Grevillea integrifolia, commonly known as entire-leaved grevillea, is a species of flowering plant in the family Proteaceae and is endemic to the south-west of Western Australia. It is an erect shrub with egg-shaped leaves, the narrower end towards the base, and cylindrical clusters of white to creamy-white flowers.

==Description==
Grevillea integrifolia is an erect shrub that typically grows to a height of 1–3 m. Its leaves are egg-shaped with the narrower end towards the base, 10–50 mm long and 2–10 mm wide, sometimes curving upwards. The flowers are white to creamy-white, sometimes with a pink tinge and are arranged in cylindrical, sometimes branched clusters on a rachis 30–45 mm long. The pistil is 5.5–6.5 mm long and glabrous. Flowering mainly occurs from October to December and the fruit is a smooth, narrowly oblong follicle 9–11 mm long.

==Taxonomy==
The species was first formally described in Stirpium Australasicarum Herbarii Hugeliani Decades Tres in 1830 by Austrian botanist Stephan Endlicher who gave it the name Anadenia integrifolia.
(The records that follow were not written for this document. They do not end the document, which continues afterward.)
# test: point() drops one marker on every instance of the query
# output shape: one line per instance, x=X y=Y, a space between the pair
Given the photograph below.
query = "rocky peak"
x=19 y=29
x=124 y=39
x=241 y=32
The species was transferred to the genus Grevillea as Grevillea integrifolia by Swiss botanist Carl Meissner in 1856. The specific epithet (integrifolia) means "whole-leaved", that it not toothed or lobed.

==Distribution and habitat==
Entire-leaved grevillea usually grows in heath and occurs near Burracoppin, Quairading, Kukerin and Corrigin in the Avon Wheatbelt, Jarrah Forest and Mallee bioregions of south-western Western Australia.